More recently, in RS Dhillon & GP Dhillon Partnership v HMRC (2017), Judge Zachary Citron noted: “The courts have warned against a mechanistic approach to these tests. Each case must be decided on its own facts. The hirer-hiree relationship must be examined in detail in each case.
“The factual matrix may mean that some of the indicia mentioned are very important or even determinative of the nature of the relationship. In other cases, the same indicia will be of little help in determining whether the relationship is that of employment or self-employment”.
Blanket assessment claims defeated at Judicial Review
Recent legal action taken after HMRC appeared to incite the blanket assessment of locum workers within the NHS has also reinforced the unlawfulness of the approach. During an IR35 webinar delivered to NHS Trusts by HMRC and NHS Improvement (NHSI), HMRC stated that they expected all healthcare contractors, apart from GPs, to fall within the Off-Payroll rules, and taking a blanket role-based approach was acceptable.
Consequent NHSI guidance, stating that all locum and agency workers should be deemed ‘inside IR35’ and placed on a payroll, was subject to a Judicial Review (JR) lodged by the Independent Health Professionals Association (IHPA) on the grounds that it wasn’t legally accurate. At the pre-action stage, NHSI conceded and amended its guidance, stating:
‘An assessment of whether or not IR35 applies should be carried out in a fact-specific way; that is, it should be applied on a case-by-case basis, rather than by a broader classification of roles.’
Despite the conclusive outcome of the JR, IHPA head of legal, Stephen Mhiribidi, is unsurprised that the taxman has since continued to issue similar misleading guidance:
“Based on the experience within the NHS, we have no doubt that HMRC’s intention is to force as many contingent workers as possible onto a payroll, regardless of their true tax status. The webinar was designed to look like it was sharing impartial HMRC advice but, in reality, it was a directive to Trusts to blanket almost all healthcare contractors into IR35, backed up by threats of Treasury fines.”
Contracts v roles: the danger for hirers and contractors
Another point of contention for Valentine is HMRC’s insinuation that contractors fill ‘roles’. Though it may appear an innocuous misinterpretation, if hiring organisations follow the taxman’s lead, the implications for all involved could be of great significance.
“By definition, an individual undertaking a role cannot operate outside of IR35, or Off-payroll, and would be considered an employee in any case,” explains Valentine. “In this scenario, the engagement wouldn’t even be considered within the scope of IR35, which requires that the status of the client be that of a customer of the individual and not a temporary employer.
“This is confirmed in section 230(3)(b) of the Employment Rights Act 1996 and regulation 3(2)(b) of the Agency Worker Regulations 2010 and reinforced in every single judgment where a contractor has been found to be outside of the IR35 legislation.”

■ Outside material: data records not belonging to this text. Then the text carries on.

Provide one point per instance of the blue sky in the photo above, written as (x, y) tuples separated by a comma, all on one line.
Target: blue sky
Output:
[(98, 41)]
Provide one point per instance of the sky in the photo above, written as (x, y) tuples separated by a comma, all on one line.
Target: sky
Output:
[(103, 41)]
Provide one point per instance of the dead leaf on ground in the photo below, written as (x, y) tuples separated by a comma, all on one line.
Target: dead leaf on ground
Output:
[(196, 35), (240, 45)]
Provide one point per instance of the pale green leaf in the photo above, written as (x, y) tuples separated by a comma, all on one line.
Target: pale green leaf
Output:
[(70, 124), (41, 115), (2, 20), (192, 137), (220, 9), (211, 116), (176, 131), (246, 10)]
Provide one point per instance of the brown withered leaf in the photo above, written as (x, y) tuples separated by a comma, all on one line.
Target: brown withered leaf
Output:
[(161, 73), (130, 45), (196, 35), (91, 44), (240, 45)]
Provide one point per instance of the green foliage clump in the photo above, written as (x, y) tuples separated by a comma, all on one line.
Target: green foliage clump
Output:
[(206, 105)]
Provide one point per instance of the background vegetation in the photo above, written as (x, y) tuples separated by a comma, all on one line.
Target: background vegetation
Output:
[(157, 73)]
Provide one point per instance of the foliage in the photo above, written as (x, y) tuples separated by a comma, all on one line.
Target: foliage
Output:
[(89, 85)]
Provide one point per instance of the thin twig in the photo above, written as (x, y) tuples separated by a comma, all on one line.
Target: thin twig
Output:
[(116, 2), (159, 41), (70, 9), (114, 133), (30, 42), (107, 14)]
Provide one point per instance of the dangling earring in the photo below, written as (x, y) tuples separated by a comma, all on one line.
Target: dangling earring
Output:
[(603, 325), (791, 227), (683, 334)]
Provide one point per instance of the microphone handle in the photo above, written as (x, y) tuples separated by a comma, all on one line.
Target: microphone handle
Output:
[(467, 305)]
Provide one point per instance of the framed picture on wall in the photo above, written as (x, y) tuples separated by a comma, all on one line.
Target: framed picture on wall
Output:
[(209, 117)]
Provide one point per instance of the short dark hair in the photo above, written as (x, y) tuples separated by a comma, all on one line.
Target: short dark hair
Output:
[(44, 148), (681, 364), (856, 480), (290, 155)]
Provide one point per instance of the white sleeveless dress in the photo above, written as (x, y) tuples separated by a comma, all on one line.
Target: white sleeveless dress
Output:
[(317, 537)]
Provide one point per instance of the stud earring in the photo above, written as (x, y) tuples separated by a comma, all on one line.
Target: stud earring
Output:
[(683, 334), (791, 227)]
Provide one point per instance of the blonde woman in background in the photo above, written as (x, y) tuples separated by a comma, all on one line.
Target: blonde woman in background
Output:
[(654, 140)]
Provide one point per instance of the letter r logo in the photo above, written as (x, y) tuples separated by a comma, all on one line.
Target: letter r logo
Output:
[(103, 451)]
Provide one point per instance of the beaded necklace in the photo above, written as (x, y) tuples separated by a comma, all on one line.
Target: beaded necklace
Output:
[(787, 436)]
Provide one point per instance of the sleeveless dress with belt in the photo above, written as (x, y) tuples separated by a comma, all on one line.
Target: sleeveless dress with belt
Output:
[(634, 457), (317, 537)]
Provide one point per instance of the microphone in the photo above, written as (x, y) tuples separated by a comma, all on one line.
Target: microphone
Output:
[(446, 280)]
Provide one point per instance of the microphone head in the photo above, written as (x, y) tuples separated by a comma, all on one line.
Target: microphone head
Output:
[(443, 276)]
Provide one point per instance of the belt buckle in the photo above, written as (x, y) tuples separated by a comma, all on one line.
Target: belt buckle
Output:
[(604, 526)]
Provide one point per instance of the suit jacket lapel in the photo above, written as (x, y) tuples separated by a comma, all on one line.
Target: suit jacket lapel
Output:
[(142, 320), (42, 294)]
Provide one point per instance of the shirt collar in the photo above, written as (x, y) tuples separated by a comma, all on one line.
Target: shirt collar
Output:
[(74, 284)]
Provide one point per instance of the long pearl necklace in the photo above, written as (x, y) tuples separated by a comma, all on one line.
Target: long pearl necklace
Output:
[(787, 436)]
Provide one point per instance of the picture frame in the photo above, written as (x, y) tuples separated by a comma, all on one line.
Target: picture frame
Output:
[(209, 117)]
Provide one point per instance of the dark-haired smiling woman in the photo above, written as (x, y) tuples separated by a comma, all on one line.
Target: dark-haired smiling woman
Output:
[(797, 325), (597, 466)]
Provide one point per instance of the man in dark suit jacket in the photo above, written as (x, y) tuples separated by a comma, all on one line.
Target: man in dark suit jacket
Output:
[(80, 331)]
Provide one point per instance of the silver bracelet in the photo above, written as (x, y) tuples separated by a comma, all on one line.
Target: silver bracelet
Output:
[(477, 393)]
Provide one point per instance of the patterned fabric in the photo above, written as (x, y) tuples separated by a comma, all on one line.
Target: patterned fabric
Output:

The difference between a contract and a role will be lost on most hirers. However, treating a contract like a role invites HMRC to infer that mutuality of obligation (MOO) and a significant degree of control are present, leaving the status assessment vulnerable to a challenge from the taxman.
“There is a case to be made that HMRC is encouraging non-compliance surreptitiously by setting up public authorities to fail through providing inaccurate advice regarding assessments,” concludes Valentine.
“Ultimately, taking the role-based approach advocated by HMRC instantly gives the taxman a leg to stand on when challenging an outside IR35 assessment. If HMRC wins on this basis, everybody else loses. The hirer has a sudden tax liability to contend with, while the contractor risks being unjustly forced ‘inside IR35’ as a result of their client’s lack of due diligence.”